C. Accogli, Signore, la causa del debole, proteggi la vita del povero. Aiuta le persone somale a vivere, impedisci gli omicidi contro queste tue figlie e tuoi figli inermi. Fammi impedire, Signore, la violenza contro i bambini somali e contro i loro genitori, fammi dividere con loro il mio cibo, fammi impedire questa strage di vite innocenti. Rendimi capaci di evitare il ripetersi di queste barbarie dovuta soltanto al mio egoismo.
T. Pietà di me, Signore, pietà di noi; custodiscimi come pupilla degli occhi e proteggimi all’ombra delle tue ali, Signore, nel santo nome di Gesù Cristo.
C. Gesù, Re giusto e mite, tu sei stato caricato della tua Croce dal nostro egoismo e dalla nostro desiderio di potere; noi produciamo ancora violenza contro persone umane come te, senza renderci conto di quello che stiamo facendo, ciechi e sordi alle urla di dolore e di disperazione delle persone sofferenti per il male che provochiamo a loro. Aiutaci, Signore Gesù! Dall’alto della tua Croce aiutaci, Signore, ad essere pace, ad essere perdono, ad essere accoglienza.
T. Pietà di me, Signore, pietà di noi; custodiscimi come pupilla degli occhi e proteggimi all’ombra delle tue ali, Signore, nel santo nome di Gesù Cristo.

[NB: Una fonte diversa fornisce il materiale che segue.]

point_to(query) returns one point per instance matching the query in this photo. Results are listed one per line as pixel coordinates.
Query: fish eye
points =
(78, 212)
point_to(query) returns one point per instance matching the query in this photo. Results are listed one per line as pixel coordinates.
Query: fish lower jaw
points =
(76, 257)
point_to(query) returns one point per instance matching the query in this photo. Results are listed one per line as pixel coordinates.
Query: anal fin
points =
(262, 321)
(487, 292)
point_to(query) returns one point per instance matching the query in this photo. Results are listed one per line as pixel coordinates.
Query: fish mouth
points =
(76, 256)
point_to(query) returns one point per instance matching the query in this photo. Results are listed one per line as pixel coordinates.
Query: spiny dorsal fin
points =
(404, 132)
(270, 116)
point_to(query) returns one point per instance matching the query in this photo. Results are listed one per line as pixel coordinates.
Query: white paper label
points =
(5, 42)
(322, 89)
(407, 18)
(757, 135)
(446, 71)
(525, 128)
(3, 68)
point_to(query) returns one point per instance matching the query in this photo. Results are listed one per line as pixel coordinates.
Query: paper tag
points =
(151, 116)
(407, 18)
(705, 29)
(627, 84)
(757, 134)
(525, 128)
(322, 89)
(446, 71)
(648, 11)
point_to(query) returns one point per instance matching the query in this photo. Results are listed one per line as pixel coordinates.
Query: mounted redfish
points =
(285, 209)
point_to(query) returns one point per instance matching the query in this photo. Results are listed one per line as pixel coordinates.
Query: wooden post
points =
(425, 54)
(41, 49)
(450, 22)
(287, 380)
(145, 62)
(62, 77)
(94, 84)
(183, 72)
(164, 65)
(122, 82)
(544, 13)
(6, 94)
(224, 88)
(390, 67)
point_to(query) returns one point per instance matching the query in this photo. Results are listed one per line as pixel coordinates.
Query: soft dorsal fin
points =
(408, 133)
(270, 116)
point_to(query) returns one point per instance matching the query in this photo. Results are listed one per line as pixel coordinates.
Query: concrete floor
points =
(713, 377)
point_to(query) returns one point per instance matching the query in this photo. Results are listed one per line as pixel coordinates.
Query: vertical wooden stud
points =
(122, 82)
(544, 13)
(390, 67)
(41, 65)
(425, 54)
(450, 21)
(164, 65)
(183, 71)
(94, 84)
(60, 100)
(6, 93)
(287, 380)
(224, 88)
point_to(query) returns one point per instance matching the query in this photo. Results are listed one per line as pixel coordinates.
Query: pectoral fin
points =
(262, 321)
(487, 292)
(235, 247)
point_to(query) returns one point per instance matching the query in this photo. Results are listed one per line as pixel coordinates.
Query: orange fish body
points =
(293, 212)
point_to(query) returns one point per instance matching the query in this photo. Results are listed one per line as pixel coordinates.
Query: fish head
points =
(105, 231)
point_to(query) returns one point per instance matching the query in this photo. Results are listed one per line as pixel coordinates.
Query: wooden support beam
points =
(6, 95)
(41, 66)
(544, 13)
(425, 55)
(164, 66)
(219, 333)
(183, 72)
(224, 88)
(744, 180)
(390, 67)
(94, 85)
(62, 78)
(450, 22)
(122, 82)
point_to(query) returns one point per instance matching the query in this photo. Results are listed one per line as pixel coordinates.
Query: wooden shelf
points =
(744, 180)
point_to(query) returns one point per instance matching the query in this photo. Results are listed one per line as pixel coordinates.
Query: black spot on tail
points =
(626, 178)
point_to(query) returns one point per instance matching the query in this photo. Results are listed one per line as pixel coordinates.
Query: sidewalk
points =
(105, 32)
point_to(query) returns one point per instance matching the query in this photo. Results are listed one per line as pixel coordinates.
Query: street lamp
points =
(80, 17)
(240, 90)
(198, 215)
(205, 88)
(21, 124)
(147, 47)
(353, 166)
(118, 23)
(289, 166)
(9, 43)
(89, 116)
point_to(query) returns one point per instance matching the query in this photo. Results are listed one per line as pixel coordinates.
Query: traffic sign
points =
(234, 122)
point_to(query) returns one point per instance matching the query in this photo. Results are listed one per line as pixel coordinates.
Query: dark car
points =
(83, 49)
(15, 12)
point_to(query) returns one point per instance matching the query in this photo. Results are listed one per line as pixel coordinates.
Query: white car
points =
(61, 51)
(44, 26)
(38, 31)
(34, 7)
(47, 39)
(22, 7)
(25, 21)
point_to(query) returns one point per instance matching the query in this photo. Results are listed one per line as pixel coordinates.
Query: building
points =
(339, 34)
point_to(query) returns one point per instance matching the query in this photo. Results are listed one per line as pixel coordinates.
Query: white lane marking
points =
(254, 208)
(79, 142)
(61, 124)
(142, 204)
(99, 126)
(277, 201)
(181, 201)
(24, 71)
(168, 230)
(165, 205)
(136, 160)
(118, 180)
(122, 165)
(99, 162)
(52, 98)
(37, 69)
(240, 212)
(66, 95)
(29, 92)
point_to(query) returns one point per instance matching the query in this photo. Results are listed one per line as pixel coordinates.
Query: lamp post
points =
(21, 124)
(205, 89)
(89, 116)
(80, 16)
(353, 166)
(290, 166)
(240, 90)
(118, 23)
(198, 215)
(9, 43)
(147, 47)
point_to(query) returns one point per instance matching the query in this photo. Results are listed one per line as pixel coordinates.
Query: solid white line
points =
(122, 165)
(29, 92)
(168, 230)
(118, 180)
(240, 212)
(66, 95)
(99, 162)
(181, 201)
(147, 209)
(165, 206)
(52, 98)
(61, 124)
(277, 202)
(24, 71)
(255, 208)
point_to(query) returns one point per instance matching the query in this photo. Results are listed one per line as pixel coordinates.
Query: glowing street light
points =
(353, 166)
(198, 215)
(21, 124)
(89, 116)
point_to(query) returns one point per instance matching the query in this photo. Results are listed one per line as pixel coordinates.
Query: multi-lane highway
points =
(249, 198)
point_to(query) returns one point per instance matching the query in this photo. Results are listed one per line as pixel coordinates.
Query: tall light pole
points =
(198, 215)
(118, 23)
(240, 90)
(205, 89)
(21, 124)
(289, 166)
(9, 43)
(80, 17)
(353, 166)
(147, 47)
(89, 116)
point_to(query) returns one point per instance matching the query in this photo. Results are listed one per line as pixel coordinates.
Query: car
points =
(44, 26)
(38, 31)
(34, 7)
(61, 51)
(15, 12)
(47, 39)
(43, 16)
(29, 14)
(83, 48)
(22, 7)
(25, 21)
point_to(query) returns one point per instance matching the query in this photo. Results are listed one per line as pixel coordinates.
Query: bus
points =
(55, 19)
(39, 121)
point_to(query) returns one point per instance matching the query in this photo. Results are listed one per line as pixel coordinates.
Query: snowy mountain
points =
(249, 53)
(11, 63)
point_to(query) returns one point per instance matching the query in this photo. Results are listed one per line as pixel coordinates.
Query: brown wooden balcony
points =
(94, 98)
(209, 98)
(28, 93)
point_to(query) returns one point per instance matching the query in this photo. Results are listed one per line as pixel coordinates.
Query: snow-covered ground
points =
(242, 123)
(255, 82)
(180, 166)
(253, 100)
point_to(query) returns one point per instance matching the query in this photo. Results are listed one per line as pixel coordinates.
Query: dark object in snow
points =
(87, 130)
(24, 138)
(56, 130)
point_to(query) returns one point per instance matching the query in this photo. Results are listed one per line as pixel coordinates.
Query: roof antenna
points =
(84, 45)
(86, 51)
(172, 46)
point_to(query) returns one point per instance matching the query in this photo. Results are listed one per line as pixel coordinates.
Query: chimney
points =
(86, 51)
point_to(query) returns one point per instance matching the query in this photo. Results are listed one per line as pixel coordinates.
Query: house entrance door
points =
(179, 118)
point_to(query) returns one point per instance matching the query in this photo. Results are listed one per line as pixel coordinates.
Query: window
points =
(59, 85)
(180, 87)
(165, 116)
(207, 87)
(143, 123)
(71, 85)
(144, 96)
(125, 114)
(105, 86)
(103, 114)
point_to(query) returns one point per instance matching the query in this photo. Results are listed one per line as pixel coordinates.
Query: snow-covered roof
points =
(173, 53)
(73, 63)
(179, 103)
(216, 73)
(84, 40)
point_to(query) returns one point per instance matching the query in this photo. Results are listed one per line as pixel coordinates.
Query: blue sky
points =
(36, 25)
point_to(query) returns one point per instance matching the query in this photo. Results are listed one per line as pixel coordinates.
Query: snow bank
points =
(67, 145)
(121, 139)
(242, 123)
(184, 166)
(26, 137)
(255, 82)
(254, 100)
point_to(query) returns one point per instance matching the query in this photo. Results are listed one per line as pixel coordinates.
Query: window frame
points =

Pater noster, qui es in cælis:
sanctificetur nomen tuum;
adveniat regnum tuum;
fiat voluntas tua, sicut in cælo, et in terra.
Panem nostrum cotidianum da nobis hodie;
et dimitte nobis debita nostra,
sicut et nos dimittimus debitoribus nostris;
et ne nos inducas in tentationem;
sed libera nos a malo.


Stabat mater dolorosa,
iuxta crucem lacrimosa,
dum pendebat Filius.


Poesia
Se mai continga che ’l poema sacro
al quale ha posto mano e cielo e terra,
sì che m’ha fatto per molti anni macro, 
vinca la crudeltà che fuor mi serra
del bello ovile ov’io dormi’ agnello,
nimico ai lupi che li danno guerra; 
con altra voce omai, con altro vello
ritornerò poeta, e in sul fonte
del mio battesmo prenderò ’l cappello; 
però che ne la fede, che fa conte
l’anime a Dio, quivi intra’io, e poi
Pietro per lei sì mi girò la fronte.